I used the graph from _compute_grads_graph and then added interpolation after that as:
for l in k['eles/gradcoru_fpts']:
ldeps = deps(l, 'eles/gradcoru_u')
g2.add(l, deps=ldeps)
it looks like that when I don’t do gradient fusion results are correct whilst if I do they are not. Hence could you point out to the main differences in the gradient calculation with and without? How the kernel scheduling must be changed? I assume that all the was up to eles/gradcoru_u is correct then it is just the face interpolation that must be changed. Moreover even if I use GLL and don’t use the gradcoru_fpts kernel I still have the same issue
When gradient fusion is enabled the gradients are untransformed as part of the transformed flux kernel. In this case they are put into a separate array. When gradient fusion is disabled they find themselves in the same array as the flux (with the flux kernel overwriting them when it runs).
It is likely your issue is due to the interpolation kernel using the wrong array since eles/gradcoru_u probably puts the gradients into a different matrix than the fused flux kernel.

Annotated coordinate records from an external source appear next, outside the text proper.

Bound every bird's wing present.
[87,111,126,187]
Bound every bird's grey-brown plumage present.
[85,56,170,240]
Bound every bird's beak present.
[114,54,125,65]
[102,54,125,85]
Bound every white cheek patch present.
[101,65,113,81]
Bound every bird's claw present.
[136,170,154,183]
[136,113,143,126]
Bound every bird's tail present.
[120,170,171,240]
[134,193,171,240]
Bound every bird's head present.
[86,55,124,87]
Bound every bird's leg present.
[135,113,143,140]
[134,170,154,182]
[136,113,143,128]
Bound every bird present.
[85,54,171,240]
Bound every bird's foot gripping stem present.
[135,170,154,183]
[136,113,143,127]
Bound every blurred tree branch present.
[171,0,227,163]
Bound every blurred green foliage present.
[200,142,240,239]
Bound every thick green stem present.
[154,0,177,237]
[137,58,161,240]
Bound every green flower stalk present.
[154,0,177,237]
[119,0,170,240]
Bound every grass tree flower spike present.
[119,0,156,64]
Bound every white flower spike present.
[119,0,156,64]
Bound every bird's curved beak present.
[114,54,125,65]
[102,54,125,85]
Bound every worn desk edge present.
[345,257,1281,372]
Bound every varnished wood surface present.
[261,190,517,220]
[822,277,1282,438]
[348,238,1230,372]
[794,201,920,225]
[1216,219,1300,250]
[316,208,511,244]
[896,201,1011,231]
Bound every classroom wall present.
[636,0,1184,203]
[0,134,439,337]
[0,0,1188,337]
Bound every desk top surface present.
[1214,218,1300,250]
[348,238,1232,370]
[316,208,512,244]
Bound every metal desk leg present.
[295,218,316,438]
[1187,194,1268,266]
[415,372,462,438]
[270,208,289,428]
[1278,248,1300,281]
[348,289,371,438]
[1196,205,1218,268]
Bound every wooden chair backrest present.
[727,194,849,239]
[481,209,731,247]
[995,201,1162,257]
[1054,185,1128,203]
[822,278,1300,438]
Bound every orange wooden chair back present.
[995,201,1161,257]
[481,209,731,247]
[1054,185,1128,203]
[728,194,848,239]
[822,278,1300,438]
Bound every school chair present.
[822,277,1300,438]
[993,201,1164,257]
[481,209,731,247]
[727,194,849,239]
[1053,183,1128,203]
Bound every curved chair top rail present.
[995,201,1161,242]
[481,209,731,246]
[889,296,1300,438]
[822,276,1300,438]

So to my understanding if gradient fusion is enabled they are in self._grad_upts and I need to get a view over this whilst without gradient fusion self._vect_upts.
So the cases are:
if self.grad_fusion:
# Gradients are stored in self._grad_upts
elif 'flux' in self.antialias:
# Gradients are stored in self._vect_qpts
else:
# No gradient + flux kernel fusion, no flux-AA
# Gradients are stored in self._vect_fpts
so based on those cases I can create the corresponding views?
Without fusion gradients end up in _vect_upts. With fusion they end up in _grad_upts. Anti-aliasing is not something you need to worry about as the gradients still end up in _vect_upts and are then interpolated to the quadrature points.
For GLL points note that the kernel to interpolate to the flux points may be empty due to another optimisation.
There are likely some differences due to how the fluid force handles conversion between primitive and conservative variables. In particular if you convert before or after interpolating to the flux points. Note that the fluid force plugin can also perform quadrature (so it interpolates to quadrature points on the surface rather than flux points).
The fluid force plugin does not use the corrected gradients but rather obtains them by differentiating the solution directly. This is slightly less accurate than using the gradients of the corrected solution.
Yes, we may change the fluid-force plugin in the future to use the more accurate gradients. However, in the majority of simulations the viscous drag is relatively small and so it is likely not worth the additional computational expense.